Trump yönetimi içinde bile, bu eğilimi (en azından kısmen) kınayanlar oldu. Gıda ve İlaç Dairesi (FDA) komiseri Marty Makary, Kennedy'nin tüm Amerikalılara yıllık covid aşısı yaptırma önerisini geri çekme kararını savunurken (faydalarının kanıtlanmadığını söyleyerek), bunun diğer aşıları bırakmanın bir işareti olmaması gerektiğini belirtti.
"Genel olarak aşılamaya olan kamu güveni azaldığından", aşılama konusundaki isteksizliğin "güvenli ve oldukça etkili olduğu açıkça ortaya konan kızamık-kabakulak-kızamıkçık (MMR) aşısı gibi hayati önem taşıyan bağışıklama programlarına" zarar verdiğini yazdı.

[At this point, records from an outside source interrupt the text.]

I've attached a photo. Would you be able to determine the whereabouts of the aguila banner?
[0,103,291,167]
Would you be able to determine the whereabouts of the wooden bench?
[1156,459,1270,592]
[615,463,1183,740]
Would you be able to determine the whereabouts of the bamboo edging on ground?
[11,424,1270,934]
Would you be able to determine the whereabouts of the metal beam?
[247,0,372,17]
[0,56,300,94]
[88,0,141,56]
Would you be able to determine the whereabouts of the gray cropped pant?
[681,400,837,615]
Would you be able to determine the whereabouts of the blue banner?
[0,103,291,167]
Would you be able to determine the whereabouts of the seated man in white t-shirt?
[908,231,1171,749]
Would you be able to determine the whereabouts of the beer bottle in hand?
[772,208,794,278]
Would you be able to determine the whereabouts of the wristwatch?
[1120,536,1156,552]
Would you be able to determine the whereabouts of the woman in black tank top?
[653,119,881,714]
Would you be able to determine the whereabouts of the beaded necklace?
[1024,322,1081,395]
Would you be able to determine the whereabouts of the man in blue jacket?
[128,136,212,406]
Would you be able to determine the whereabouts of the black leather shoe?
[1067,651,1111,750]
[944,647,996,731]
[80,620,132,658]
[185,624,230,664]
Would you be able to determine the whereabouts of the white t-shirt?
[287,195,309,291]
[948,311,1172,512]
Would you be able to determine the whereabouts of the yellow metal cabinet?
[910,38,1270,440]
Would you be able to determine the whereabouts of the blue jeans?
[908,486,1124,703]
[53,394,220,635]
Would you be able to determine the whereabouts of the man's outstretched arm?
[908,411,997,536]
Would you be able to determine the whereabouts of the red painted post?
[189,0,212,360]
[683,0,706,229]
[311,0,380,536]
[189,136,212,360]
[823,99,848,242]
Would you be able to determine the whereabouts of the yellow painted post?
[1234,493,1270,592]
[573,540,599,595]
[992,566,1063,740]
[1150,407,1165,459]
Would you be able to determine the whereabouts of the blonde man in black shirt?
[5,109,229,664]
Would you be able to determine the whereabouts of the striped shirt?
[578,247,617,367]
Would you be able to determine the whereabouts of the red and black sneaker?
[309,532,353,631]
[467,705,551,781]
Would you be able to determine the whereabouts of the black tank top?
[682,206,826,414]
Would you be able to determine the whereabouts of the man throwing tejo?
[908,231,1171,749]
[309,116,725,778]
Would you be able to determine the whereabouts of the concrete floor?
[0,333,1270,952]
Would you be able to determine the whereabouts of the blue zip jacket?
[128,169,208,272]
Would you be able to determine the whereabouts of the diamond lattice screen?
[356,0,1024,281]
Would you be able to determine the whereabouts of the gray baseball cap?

Buna rağmen, Makary'nin patronu Kennedy, kızamık salgını gibi durumlarda aşıların faydasını bazen gönülsüzce kabul etse de, aşılar hakkında kötü bilimi yaygın olarak yaymaya devam etti. MMR aşıları ile otizm arasındaki zaten çürütülmüş bağlantı üzerine yeni araştırmalara fon sağladı. İlk Covid aşıları için kullanılan yeni üretim yöntemi ve bilim insanlarının diğer bulaşıcı hastalıklardan kaynaklanan ölümleri önlemede büyük umut vaat ettiğine inandığı bir teknik olan mRNA teknolojisini kullanarak aşı geliştirmek için verilen 500 milyon dolarlık hibeyi durdurdu.
10 yıllık hekimlik hayatımda tek bir kızamık vakası görmedim. Şu anda 40 eyalette vakalar var. 150'den fazla kişi hastaneye kaldırıldı ve aşılanmamış üç kişi hayatını kaybetti.
Weill Cornell Tıp Fakültesi'nde yanlış bilgi üzerine çalışan bir doktor ve sosyolog olan David Scales'ın "sağlıksız bir bilgi sistemi" olarak adlandırdığı alternatif gerçekler, çok fazla Amerikalının yaşadığı ve bazılarının da öldüğü alternatif bir bilimsel evren oluşturuyor.